Ingredients

  • 1 cup fresh or frozen blueberries
  • 1/2 cup chopped fresh or frozen cranberries
  • 1 cup sugar, divided
  • 1 package (8 ounces) cream cheese, softened
  • 2 eggs
  • 1 teaspoon vanilla extract
  • 1 cup all-purpose flour
  • 1 teaspoon baking soda
  • 1/2 teaspoon salt
  • 1/4 teaspoon ground nutmeg
  • 1/4 cup finely chopped walnuts
  • 1/4 cup sweetened shredded coconut
  • 2 tablespoons brown sugar
  • 1/4 teaspoon ground cinnamon

Method

  • In a large bowl, combine the blueberries, cranberries and 1/4 cup sugar; set aside.
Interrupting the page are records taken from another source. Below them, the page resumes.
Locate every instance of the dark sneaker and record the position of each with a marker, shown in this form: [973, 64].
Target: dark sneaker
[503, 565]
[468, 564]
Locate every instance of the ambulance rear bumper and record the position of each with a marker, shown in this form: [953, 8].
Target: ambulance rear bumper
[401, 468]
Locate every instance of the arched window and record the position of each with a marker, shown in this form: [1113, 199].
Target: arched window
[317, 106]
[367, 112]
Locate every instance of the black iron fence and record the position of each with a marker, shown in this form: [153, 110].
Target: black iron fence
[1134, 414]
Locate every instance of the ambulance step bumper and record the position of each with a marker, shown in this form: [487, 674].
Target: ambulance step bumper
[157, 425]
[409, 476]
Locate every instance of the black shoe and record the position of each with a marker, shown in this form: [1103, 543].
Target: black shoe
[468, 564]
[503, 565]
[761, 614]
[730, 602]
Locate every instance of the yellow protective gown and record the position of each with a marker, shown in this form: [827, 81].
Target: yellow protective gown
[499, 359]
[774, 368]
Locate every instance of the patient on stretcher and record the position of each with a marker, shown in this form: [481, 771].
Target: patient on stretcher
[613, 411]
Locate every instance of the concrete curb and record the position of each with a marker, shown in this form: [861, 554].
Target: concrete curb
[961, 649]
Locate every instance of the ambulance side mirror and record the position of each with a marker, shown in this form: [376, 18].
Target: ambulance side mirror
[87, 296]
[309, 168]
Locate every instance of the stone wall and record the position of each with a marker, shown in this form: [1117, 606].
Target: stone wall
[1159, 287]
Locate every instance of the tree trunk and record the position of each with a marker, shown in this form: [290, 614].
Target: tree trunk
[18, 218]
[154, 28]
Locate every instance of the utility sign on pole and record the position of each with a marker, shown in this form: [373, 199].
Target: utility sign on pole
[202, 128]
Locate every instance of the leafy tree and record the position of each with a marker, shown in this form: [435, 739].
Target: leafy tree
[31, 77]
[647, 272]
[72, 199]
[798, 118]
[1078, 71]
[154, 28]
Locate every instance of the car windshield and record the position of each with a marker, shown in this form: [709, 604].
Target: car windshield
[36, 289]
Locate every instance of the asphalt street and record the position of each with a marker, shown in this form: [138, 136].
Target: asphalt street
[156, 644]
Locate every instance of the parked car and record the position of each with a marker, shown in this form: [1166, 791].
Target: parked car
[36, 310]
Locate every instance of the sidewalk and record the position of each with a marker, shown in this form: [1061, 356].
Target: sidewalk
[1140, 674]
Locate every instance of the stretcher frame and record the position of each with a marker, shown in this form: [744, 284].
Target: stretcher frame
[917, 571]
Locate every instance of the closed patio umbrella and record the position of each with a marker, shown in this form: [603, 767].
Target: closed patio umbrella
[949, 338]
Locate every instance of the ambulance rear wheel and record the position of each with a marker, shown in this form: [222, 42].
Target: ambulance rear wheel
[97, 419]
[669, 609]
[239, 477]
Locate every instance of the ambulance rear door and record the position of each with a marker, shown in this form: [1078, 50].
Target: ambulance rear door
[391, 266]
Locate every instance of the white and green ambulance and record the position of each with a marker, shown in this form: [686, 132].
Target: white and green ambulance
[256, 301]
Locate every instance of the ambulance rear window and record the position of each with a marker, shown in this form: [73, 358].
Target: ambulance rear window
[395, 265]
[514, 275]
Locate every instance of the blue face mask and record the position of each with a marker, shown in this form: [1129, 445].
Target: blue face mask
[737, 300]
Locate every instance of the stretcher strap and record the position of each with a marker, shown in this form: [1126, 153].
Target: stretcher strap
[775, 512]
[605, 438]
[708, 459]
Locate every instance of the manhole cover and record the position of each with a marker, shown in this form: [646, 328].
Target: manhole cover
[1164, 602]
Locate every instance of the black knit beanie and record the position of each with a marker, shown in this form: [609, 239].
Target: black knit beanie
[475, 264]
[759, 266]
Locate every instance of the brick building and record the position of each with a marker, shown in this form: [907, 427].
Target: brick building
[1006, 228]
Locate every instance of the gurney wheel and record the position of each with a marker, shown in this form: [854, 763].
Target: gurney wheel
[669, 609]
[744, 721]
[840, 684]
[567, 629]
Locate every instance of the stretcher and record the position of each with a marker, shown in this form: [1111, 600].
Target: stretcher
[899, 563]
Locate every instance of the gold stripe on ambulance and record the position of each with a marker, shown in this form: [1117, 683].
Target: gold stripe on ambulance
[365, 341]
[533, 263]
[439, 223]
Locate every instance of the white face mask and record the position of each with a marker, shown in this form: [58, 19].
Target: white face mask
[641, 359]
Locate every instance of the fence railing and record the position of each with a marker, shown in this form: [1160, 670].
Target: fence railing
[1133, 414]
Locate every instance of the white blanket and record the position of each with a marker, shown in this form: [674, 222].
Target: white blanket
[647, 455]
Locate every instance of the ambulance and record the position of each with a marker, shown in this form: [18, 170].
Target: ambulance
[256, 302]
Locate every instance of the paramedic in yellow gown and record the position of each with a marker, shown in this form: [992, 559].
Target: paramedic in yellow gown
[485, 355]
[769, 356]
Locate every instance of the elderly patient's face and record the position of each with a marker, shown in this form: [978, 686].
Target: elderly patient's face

In a large bowl, beat cream cheese and remaining sugar until smooth. Add eggs, one at a time, beating well after each addition. Beat in vanilla. Combine the flour, baking soda, salt and nutmeg; add to the creamed mixture. Fold in the berry mixture.
  • Fill greased or paper-lined muffin cups two-thirds full. Combine topping ingredients; sprinkle over batter. Bake at 400° for 18-20 minutes or until a toothpick comes out clean. Cool for 5 minutes before removing to a wire rack. Serve warm.